All this is part and parcel of the indoctrination program that begins with so-called education, forced for at least twelve years and then encouraged for at least four more, at the end of which time the citizen is to go out and service the debt already worn like an albatross around the neck, an albatross soon to balloon into an elephant. This is real life, the real world, and it is no wonder the US is perhaps the greatest zombie culture of all time.

Literature Again

Literature should be a slap in the face. It should provide a manual to guide a course through the dross littering the social byways. It is in part the new job of literature to destroy the illusion of freedom and liberty and free enterprise fostered by the corporacracy. Unfortunately, this becomes increasingly difficult as the stranglehold of propaganda tightens. As Benjamin Whorf would note, language influences thought and the language of the corporacracy is Newspeak.

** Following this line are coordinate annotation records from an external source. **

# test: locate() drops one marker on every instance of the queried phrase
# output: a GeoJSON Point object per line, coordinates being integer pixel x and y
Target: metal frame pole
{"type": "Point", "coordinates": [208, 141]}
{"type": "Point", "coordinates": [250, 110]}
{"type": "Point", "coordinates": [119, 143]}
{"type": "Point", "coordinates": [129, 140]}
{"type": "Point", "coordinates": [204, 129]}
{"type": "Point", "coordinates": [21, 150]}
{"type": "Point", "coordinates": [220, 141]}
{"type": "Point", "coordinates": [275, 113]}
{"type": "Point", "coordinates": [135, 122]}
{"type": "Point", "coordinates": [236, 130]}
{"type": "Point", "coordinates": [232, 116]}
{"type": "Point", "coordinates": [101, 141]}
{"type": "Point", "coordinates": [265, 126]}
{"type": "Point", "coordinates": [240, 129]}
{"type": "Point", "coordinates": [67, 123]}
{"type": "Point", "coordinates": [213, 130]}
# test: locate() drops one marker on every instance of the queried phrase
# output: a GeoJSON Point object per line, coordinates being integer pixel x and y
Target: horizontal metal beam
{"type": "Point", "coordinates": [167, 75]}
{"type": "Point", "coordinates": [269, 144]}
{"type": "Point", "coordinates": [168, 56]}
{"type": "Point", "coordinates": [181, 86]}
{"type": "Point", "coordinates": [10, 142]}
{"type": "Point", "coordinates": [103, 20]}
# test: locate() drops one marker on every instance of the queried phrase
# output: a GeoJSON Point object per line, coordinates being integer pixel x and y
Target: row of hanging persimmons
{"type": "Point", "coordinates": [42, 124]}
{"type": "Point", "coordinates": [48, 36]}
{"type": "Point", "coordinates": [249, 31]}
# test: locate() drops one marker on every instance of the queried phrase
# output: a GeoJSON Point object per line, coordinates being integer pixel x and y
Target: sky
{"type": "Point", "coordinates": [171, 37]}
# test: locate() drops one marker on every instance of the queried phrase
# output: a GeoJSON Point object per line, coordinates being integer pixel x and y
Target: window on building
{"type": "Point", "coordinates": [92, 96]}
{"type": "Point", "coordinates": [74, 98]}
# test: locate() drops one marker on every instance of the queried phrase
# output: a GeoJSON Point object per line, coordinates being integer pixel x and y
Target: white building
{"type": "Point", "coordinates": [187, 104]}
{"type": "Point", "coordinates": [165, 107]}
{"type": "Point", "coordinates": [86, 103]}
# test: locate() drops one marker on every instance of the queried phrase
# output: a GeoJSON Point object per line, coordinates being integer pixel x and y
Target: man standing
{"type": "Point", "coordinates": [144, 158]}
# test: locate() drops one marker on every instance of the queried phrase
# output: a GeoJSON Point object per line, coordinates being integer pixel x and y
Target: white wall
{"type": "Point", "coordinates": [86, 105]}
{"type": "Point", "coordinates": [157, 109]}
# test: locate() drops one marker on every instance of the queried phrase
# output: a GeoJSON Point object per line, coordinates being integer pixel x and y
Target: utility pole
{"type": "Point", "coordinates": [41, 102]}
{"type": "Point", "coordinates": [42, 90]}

The subtle danger of the corporacracy is censorship of literature and other written work falling outside the correct worldview. This is affected by withholding the official stamp of certification through control of a marketplace manipulated rather than free, unless one believes that payola and outlet ownership are not control. This censorship runs deeply by virtue of control of the media by conglomerates supported by educational establishments both for youth and adults that foster groupthink and correctness of vision, not free thought or curiosity. Perhaps this will backfire in a sickness unto death, but probably not. Paul Goodman laid bare this trend decades ago in several famous works, currently out of print though remaining in demand.

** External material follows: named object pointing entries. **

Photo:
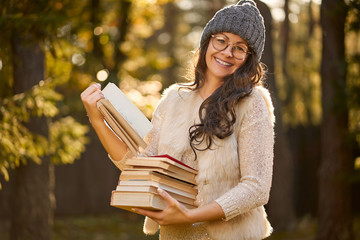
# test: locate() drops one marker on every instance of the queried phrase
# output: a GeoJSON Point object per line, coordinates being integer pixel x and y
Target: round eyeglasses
{"type": "Point", "coordinates": [238, 50]}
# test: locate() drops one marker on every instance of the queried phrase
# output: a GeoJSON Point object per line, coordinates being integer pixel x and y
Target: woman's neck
{"type": "Point", "coordinates": [210, 85]}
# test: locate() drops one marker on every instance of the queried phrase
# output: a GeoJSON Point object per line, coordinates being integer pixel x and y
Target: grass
{"type": "Point", "coordinates": [128, 226]}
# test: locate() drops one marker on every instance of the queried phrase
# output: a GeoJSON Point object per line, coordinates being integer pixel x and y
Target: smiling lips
{"type": "Point", "coordinates": [226, 64]}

The great difficulty is that one must write to a small audience. The vast majority of citizens neither possess the requisite intellect nor the ability to pierce the veil of misinformation to get at the noumena of their own reality. Literature must be for those who can grasp higher entertainment.

This is another dichotomy, higher and lower entertainment, hinted at earlier. Higher entertainment is that which takes pleasure in thinking. This is discouraged by the corporacracy. Thinking is to be done as little as possible, and only in the appropriate setting. More and more that setting disappears. It is not required anywhere before college, and for the most part is not required in college. Publishing companies encourage writers to ape the screen, mostly of the television or blockbuster film ilk, and discourage anything that might require the reader stop and experience, understand, or make sense of sentences, words, characters, events or scenes. And most are happy to oblige, readers and writers alike.

Why fight it? Integrity, that out of fashion notion called upon by politicians when they are caught cheating, stealing or worse?

Some would say to make money, but to write to make money borders on insanity, as one has a better chance of winning lotteries. Some do make money, but never because they write excellent prose or tell interesting stories. And many who have made money who wrote well, like Mark Twain, made the money in other ways. For Clemens, it was the lecture circuit, an early form of stand-up comedy.

If you believe that skill at putting words to paper will help you sell books, you have not read the bestsellers. If you have read them and continue to believe it, then you cannot write and so might have a chance (albeit infinitesimal, but still better than if your prose jumps off the page).

To make money, buy a franchise, become a plumber or electrician or auto mechanic or other skilled worker and start your own company, start a small business contracting to the DOD through the mechanism of the SBIR program ("Thank God for the government, they'll buy anything"), make or sell ecstasy or crank, become a physician or faith healer or shaman, practice law. All of these are surer paths of gaining money and contribute more to society than writing.